We accuse each other, rightfully so, in an age of fake news and memes as truth of also having a social media presence that is an echo chamber.   This is so true - after all how else can we feel as brilliant on some days as to see others cheer on our beliefs, because hell they believe them too.  The downfall to this is that we stop hearing from the other side,  we stop the dialogue and even stop - you know interacting except with people like ourselves.  What a miss this is - I live for learning different views, information, expanding my little corner of the world and even when I don't agree with someone I find a good, robust, heated discussion is great - the polar opposite of the advice on don't talk about politics, religion, sex, money.  Talk about all of it because if we cannot be civil with one another we are losing the opportunity to be more than we started out.

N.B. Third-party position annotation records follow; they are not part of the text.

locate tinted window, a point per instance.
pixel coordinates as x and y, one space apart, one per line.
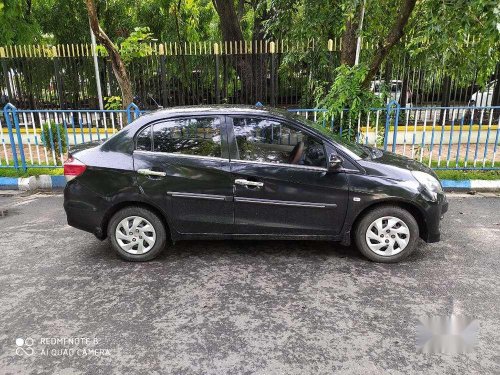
272 141
190 136
144 139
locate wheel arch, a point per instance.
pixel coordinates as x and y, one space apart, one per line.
413 209
121 205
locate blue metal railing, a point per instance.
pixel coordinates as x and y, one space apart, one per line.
442 137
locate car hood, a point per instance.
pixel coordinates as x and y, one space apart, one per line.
393 166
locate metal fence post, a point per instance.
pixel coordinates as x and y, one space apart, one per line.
392 104
132 107
6 74
8 110
217 90
387 124
396 123
272 50
163 76
59 81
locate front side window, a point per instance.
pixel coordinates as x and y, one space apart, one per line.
271 141
188 136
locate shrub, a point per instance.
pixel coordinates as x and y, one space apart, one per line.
57 142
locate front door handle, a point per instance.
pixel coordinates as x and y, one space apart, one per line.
243 182
149 172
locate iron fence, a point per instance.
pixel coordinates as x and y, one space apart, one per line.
281 73
460 137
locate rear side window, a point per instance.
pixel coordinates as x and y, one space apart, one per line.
190 136
144 139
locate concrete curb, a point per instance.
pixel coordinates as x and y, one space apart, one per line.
466 185
43 182
46 182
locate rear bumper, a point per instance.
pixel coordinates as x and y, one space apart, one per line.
81 209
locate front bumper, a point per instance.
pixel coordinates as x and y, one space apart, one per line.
433 216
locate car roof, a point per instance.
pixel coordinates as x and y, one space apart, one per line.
218 108
221 109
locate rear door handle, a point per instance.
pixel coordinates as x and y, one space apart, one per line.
243 182
149 172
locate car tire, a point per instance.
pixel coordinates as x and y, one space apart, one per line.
137 234
387 234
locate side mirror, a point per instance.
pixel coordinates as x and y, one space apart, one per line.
335 162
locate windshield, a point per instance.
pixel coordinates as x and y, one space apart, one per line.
353 149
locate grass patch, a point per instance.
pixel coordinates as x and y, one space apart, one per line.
11 172
468 175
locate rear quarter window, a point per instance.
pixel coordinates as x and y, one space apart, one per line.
143 139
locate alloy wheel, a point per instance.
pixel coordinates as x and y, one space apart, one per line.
387 236
135 235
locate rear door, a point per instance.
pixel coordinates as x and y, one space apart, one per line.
282 185
182 164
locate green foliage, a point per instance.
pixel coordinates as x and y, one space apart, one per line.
54 138
137 44
346 92
113 102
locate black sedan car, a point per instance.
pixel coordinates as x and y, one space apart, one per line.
240 172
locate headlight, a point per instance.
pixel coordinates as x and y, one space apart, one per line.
430 183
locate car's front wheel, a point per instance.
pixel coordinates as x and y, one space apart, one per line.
387 234
137 234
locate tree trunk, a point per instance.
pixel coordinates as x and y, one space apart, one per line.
231 31
395 34
119 68
349 41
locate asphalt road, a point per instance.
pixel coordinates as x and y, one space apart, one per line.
240 307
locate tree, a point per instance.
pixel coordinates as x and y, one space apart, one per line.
251 70
117 63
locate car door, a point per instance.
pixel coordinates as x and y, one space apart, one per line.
182 164
282 185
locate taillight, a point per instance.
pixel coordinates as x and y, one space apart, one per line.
73 167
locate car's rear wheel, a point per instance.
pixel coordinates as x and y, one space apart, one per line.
387 234
137 234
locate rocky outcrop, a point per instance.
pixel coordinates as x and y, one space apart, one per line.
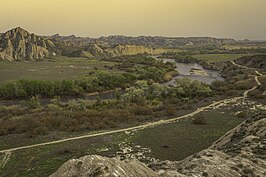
241 152
98 166
147 41
18 44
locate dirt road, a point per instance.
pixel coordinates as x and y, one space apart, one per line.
147 125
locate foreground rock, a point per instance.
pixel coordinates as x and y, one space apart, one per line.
101 166
241 152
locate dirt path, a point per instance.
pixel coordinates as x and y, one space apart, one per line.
5 159
160 122
151 124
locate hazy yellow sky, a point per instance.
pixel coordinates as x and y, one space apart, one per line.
238 19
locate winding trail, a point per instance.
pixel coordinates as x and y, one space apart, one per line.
5 159
214 105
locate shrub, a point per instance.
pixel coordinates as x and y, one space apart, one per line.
199 120
171 110
34 102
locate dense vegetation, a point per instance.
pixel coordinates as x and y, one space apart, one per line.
141 102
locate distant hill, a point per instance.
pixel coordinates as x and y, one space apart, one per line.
147 41
18 44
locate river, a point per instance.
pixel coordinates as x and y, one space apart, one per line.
184 72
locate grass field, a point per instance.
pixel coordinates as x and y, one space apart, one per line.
218 57
179 140
172 141
51 69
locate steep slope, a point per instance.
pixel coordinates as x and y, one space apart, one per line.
102 166
241 152
18 44
147 41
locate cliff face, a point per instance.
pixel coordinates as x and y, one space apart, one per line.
98 166
147 41
18 44
241 152
120 50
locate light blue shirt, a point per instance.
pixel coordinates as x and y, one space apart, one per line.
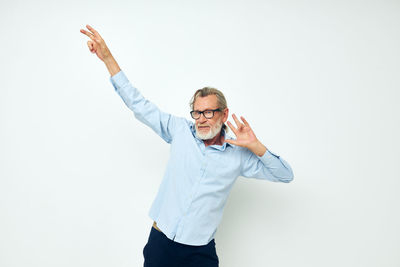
190 200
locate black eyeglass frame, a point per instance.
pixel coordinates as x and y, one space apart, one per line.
202 112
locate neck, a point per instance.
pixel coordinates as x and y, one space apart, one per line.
217 140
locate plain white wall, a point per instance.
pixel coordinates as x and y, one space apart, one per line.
317 80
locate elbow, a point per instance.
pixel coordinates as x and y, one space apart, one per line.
288 177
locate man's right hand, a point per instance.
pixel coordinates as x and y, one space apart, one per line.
98 46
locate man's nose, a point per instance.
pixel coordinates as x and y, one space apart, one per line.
202 118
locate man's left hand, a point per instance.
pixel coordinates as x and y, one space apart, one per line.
245 136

So where am I going with this blog in 2017?  I am going back to those things that unite us.  My most successful blogs, based on reads, seem to confirm that I am right to think we share so much more than we don't.  That the world has more in common than not.  That we all lose it, then breathe deep, when say a child leaves a pen in their pants and you get ink on clothes and have to wash them again.  That at that moment the idea of stabbing said child with said pen is a fleeting thought.  That you get most of it out with hairspray, dabbing (no not the kind all these kids are doing) and OxiClean.  That you tell said child he is lucky that you took the deep breath and that you wanted to stab them with said pen and boy aren't they lucky to have you for a mother who did not do that.

I am going to focus on things that may seem trivial but isn't it the day to day, more mundane things that most of us share and just want to survive?  Things like that most of us are sad at the death of celebrities that we like even though we know that well we do not really know them.  Maybe they are the soundtrack to a portion of our lives. An actress who rocked a gold bikini while chained to a lecherous blob and did not lose her sass.  We mourned the passing of a man who was a Prince then was a sign then was just simply a trouble person who happened to be a brilliant musician.  We mourned the passing a boxing legend who wasn't always a nice guy but was always willing to stand up for what he believed in, his strength in his convictions of fair play made him more a world champion than those gloved boxing hands.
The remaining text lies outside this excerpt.